The NOvA Neutrino Oscillation Experiment
Prof. Mark Messier
NOvA studies the muon-to-electron neutrino oscillation using both neutrinos and anti-neutrinos. Students will help to develop and test event reconstruction software and use the standard tools of high energy physics to simulate detector performance, analyze events from the detector, and test ideas for improvements or enhancements to the existing detectors.
Prof. Mike Berger
The introduction of an interaction for dark energy to the standard cosmology offers a potential solution to the cosmic coincidence problem, a scheme for introducing a holographic foundation for dark energy, as well as the possibility of giving a unified description of early inflation and present accelerated expansion of the Universe. Students perform analytical work as well as numerical simulations to investigate possible physical choices for the behavior of dark matter in the Friedmann-Robertson-Walker framework. The goal is to obtain a good fit to the observational data supporting an accelerating Universe, and a successful model would represent a possible alternative interpretation of the expansion history of the Universe.

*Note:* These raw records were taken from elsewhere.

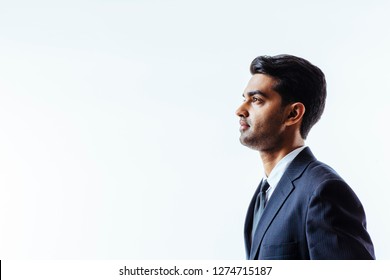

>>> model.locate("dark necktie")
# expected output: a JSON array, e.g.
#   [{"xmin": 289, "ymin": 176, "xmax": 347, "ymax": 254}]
[{"xmin": 252, "ymin": 180, "xmax": 269, "ymax": 240}]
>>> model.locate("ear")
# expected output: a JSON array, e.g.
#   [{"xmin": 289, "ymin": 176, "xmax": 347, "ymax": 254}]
[{"xmin": 285, "ymin": 102, "xmax": 305, "ymax": 126}]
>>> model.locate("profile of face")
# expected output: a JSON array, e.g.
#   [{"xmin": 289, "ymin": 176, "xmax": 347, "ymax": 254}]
[{"xmin": 236, "ymin": 74, "xmax": 288, "ymax": 151}]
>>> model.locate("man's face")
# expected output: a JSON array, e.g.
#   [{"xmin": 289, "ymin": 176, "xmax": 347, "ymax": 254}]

Theoretical Studies of Relativity Tests
Dr. Ralf Lehnert
Special relativity (SR) is one of the most basic and best confirmed theories physics. However, recent theoretical ideas in the context of new models beyond established physics suggest that there may, in fact, be the possibility of small departures from SR. Such hypothetical deviations from SR would affect many physical systems, such as the relation between energy and momentum for free particles. Predictions of this type can be employed for ultra-sensitive experimental tests of SR. This project involves modeling such deviations from SR with the goal to identify possible high-precision relativity tests. The prerequisites for research along these lines include an elementary knowledge of SR and basic undergraduate electrodynamics and quantum mechanics.